Use of Neural Network Mapping and Extended Kalman Filter to Recover Vocal Tract Resonances from the MFCC Parameters of Speech

Li Deng (1), Roberto Togneri (2)

(1) Microsoft Corp, USA
(2) University of Western Australia

In this paper, we present a state-space formulation of a neural-network-based hidden dynamic model of speech whose parameters are trained using an approximate EM algorithm. The training makes use of the results of an off-the-shelf formant tracker (during the vowel segments) to simplify the complex sufficient statistics that would be required in the exact EM algorithm. The trained model, consisting of the state equation for the target-directed vocal tract resonance (VTR) dynamics on all classes of speech sounds (including consonant closure) and the observation equation for mapping from the VTR to acoustic measurement, is then used to recover the unobserved VTR based on Extended Kalman Filter.

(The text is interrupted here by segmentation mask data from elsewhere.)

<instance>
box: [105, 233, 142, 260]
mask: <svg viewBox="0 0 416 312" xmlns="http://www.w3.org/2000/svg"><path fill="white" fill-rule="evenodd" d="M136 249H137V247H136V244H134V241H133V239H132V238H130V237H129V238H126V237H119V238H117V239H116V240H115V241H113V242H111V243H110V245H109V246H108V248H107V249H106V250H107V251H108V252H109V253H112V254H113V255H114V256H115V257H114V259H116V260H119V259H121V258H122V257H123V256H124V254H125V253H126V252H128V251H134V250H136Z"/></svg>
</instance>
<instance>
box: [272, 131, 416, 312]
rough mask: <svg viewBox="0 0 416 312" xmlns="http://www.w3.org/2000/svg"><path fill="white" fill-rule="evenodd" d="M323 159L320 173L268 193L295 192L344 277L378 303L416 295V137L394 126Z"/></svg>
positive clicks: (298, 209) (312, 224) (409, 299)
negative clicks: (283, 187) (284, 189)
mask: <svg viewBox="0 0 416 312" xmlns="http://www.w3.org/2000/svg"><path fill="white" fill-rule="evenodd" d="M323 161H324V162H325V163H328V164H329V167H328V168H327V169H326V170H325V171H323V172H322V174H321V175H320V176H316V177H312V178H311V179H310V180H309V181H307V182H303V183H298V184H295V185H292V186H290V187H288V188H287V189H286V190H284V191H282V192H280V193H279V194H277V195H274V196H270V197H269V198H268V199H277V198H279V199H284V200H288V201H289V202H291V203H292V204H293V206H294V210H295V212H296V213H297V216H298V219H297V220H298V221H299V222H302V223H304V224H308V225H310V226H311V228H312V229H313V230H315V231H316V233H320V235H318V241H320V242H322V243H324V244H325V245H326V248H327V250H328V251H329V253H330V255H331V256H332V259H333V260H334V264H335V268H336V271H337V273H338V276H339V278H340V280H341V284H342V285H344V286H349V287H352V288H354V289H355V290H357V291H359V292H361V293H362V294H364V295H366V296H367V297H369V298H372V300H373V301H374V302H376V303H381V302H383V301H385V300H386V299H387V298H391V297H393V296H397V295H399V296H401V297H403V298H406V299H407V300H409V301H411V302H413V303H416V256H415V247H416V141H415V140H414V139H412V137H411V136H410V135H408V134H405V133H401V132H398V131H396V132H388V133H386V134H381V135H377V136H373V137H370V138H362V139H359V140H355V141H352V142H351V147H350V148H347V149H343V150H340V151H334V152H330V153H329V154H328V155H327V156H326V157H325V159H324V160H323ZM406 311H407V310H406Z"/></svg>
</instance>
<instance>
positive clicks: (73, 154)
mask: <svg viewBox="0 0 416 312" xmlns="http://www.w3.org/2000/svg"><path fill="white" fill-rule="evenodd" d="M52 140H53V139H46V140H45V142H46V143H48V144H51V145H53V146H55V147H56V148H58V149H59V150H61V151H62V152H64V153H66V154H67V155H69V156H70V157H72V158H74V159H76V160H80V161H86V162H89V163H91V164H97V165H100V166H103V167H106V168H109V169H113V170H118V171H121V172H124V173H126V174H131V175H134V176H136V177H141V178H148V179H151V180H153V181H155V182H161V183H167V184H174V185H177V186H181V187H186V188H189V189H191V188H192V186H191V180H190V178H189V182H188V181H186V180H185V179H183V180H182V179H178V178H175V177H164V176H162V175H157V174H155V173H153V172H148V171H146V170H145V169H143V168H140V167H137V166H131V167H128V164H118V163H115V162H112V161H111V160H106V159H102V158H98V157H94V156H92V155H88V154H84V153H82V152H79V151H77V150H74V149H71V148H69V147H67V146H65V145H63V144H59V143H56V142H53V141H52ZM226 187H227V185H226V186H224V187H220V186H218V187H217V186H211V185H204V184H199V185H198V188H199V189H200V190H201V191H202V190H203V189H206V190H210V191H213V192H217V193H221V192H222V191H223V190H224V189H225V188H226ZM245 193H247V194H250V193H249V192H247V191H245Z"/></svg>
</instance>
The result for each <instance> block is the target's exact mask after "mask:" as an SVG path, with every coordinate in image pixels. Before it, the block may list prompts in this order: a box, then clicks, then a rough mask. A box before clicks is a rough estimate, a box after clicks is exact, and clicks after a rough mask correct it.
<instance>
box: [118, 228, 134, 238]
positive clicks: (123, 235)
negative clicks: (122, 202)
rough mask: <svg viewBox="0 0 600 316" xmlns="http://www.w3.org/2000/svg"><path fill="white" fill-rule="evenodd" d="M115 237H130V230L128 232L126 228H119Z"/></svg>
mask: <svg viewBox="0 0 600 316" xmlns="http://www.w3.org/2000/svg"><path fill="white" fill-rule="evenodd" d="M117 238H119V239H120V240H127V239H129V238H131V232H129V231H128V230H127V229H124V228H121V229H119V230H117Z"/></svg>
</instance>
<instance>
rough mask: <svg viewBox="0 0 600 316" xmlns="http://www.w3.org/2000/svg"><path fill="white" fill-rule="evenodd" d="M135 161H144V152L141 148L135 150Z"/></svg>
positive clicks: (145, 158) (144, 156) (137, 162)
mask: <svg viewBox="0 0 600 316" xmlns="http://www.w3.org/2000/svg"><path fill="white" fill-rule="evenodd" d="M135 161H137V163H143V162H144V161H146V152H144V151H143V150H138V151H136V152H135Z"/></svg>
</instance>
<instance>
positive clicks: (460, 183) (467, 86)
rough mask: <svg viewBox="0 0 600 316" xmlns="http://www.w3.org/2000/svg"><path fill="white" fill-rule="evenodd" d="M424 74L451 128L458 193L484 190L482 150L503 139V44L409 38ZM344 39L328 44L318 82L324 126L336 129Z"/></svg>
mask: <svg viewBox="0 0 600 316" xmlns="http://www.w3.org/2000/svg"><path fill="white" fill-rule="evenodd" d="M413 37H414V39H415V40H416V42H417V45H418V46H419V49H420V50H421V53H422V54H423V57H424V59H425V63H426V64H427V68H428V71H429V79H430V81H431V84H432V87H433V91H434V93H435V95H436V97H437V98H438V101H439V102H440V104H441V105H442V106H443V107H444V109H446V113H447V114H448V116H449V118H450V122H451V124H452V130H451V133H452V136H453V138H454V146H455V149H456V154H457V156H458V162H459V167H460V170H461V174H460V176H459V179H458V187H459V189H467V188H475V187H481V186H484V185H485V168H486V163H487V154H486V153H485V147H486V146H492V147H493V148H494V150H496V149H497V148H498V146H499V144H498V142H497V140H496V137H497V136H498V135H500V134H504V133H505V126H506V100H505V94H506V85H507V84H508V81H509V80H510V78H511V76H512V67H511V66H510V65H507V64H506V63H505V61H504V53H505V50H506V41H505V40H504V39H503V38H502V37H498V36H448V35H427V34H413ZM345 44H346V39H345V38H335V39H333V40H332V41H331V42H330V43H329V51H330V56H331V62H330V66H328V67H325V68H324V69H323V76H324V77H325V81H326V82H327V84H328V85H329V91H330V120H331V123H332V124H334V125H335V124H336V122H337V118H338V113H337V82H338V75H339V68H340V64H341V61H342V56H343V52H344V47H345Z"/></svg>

The results demonstrate accurate estimation of the VTRs, especially those during rapic consonant-vowel or vowel-consonant transitions and during consonant closure when the acoustic measurement alone provides weak or no information to infer the VTR values.

Full Paper

Bibliographic reference.  Deng, Li / Togneri, Roberto (2004): "Use of neural network mapping and extended kalman filter to recover vocal tract resonances from the MFCC parameters of speech", In INTERSPEECH-2004, 1097-1100.